Speaker 2:That's so interesting to me because these streamers are actors essentially yeah like I've been. I've been like watching a little bit more of it and getting more into the clips in the different houses and stuff and they like put on a show and they're like really good actors you know they turn up, but he like literally that's what a dude said he would go in and he waited till every everybody who came in yeah to work.

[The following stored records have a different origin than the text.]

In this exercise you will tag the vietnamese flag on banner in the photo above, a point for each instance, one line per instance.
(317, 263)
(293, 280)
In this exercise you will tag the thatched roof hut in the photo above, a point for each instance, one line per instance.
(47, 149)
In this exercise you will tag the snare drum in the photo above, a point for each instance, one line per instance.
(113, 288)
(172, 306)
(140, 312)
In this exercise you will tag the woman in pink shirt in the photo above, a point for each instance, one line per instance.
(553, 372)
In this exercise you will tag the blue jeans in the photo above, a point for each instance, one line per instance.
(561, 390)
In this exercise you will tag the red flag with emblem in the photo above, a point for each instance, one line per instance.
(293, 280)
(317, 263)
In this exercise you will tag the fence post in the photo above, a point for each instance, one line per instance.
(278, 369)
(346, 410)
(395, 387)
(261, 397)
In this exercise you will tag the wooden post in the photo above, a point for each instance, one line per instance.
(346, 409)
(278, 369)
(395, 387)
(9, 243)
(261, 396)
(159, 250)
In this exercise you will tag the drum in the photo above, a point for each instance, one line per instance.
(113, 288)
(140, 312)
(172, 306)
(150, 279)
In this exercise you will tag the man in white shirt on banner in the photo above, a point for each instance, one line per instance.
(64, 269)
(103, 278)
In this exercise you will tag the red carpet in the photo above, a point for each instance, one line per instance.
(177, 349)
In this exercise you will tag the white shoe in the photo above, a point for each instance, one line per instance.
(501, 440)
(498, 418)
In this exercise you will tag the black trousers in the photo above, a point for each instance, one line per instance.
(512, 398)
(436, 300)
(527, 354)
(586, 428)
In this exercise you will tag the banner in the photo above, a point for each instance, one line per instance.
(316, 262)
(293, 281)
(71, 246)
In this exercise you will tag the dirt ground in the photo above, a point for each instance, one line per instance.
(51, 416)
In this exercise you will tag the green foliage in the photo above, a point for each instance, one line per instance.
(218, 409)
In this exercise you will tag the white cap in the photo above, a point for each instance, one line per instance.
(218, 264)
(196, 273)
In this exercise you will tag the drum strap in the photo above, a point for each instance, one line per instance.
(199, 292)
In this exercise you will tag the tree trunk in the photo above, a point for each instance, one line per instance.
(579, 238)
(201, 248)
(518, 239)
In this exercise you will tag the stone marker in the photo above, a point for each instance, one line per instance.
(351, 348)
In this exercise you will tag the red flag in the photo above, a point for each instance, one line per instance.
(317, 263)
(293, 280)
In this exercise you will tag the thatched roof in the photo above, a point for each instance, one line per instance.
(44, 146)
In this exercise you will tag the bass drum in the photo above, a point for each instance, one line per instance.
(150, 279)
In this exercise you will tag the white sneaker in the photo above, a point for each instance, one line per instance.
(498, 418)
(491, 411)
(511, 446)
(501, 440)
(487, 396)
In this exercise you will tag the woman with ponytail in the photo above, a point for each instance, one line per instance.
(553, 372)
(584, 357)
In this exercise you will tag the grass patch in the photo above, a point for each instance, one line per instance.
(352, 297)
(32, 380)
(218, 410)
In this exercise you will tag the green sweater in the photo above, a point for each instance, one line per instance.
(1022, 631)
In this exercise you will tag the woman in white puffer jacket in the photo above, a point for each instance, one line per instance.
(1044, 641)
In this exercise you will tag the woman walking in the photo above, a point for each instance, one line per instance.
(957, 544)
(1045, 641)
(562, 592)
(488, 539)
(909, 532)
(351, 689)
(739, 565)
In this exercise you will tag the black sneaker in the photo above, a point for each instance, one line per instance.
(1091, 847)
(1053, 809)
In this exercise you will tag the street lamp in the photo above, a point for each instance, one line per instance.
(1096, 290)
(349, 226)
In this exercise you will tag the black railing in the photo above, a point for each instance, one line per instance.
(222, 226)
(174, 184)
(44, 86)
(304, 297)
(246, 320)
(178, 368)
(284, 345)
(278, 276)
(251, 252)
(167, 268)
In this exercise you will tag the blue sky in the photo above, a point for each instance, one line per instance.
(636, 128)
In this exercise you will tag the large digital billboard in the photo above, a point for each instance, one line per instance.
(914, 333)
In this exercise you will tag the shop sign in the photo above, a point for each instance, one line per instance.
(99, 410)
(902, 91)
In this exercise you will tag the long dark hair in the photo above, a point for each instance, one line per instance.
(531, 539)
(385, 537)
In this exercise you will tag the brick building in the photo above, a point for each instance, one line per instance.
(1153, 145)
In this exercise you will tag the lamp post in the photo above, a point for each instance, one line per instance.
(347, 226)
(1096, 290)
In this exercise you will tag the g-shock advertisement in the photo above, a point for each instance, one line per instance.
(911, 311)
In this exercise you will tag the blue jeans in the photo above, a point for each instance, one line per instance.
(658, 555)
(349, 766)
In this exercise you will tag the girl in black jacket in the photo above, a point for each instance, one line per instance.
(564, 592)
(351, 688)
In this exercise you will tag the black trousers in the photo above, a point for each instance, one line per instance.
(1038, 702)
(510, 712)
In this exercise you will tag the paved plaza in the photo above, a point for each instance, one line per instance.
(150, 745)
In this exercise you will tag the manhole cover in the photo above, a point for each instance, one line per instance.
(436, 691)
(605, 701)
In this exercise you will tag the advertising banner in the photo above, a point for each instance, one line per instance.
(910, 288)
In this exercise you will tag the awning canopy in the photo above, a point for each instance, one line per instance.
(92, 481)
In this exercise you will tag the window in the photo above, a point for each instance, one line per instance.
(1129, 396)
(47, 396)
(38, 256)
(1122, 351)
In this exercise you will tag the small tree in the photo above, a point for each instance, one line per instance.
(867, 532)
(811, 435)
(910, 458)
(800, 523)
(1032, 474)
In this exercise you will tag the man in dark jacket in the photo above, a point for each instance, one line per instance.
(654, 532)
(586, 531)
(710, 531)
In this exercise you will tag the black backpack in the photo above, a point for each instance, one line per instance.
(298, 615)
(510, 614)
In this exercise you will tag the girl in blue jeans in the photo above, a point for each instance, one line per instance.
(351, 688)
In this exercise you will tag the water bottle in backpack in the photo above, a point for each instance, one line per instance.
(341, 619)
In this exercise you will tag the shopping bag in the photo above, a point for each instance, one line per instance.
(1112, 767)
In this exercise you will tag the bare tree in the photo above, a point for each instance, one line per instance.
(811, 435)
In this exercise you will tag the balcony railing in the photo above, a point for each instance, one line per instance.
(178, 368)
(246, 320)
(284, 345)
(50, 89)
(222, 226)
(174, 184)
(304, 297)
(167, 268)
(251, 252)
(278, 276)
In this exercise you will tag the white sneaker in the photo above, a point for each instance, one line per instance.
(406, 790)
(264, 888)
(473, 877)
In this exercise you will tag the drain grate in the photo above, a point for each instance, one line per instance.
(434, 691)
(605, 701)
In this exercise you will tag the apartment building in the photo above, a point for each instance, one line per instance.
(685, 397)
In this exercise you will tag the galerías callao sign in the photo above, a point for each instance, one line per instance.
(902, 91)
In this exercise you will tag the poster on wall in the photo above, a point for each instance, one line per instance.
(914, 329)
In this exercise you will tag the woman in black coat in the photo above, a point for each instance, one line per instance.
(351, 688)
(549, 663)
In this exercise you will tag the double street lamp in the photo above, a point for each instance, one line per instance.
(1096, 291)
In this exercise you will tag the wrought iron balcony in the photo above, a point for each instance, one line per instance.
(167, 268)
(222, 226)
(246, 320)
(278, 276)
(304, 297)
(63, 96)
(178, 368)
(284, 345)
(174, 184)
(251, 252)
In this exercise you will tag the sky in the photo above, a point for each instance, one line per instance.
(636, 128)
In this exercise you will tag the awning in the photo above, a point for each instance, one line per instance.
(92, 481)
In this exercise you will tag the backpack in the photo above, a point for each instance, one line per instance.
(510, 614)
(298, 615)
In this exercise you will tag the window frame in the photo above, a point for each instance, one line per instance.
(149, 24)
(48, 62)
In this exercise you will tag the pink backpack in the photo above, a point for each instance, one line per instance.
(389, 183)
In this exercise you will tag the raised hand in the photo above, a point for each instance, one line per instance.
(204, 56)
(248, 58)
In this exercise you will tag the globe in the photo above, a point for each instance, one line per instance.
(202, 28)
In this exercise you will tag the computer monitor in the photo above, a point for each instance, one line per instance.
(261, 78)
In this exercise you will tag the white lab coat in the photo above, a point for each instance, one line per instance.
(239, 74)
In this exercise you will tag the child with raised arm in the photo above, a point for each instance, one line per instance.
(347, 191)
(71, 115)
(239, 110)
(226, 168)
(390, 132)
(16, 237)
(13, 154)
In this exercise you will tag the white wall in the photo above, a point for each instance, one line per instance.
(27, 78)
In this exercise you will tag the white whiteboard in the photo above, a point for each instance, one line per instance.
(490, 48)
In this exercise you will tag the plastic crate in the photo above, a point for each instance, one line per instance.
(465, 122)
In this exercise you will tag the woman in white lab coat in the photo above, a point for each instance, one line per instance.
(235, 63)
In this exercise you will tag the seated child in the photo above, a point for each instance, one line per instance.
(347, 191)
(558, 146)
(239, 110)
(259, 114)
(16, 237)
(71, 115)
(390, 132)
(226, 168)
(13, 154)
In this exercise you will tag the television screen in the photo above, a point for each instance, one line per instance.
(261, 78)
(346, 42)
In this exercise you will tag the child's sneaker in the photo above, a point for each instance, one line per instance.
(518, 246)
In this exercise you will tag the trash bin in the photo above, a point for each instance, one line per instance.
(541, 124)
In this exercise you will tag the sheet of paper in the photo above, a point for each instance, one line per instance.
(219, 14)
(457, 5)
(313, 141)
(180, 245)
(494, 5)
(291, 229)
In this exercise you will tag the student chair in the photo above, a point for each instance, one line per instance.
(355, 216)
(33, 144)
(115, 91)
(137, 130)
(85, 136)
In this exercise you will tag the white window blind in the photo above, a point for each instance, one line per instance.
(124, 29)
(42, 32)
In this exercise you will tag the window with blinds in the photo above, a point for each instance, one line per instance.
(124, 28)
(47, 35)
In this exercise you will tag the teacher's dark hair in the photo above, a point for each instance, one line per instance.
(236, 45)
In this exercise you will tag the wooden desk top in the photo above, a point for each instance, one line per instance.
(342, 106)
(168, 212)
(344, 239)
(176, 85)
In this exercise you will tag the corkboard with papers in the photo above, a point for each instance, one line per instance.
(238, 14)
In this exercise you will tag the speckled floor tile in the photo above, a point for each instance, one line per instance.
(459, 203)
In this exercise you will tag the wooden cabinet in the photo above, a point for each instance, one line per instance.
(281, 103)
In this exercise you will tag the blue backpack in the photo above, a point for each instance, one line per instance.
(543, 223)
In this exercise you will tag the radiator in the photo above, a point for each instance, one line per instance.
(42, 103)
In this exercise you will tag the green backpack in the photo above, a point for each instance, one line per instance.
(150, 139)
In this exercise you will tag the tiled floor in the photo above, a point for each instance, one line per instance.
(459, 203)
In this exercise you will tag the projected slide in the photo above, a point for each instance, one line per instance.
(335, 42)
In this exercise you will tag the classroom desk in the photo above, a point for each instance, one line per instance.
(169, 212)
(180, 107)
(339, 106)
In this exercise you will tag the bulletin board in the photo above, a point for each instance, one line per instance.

Speaker 1:If he was working on behind the scenes or in front, he would introduce himself and say that exact same thing. I'm going to be a different way in a few hours. That's not something that you, like you know. You can just go away from me, or you, we can do something. You can let me know or somebody around me know, but when I'm on this camera, I'm gonna have to be on, I'm gonna have to be turned up because that's what my fan base wants from me. And once I heard that, I just kind of got to understand. Like, like you said, these guys are just, they're living a facade and he's just going through that arc of. I was crashing out because one of the things he did beforehand there was a dance in new york called the naughty dance. I don't know if you're familiar with that and it was basically you're. You look like you're stabbing yourself because they were talking about you're stabbing a dude who name was like naughty or something like that I had, I have no idea it was a gang thing.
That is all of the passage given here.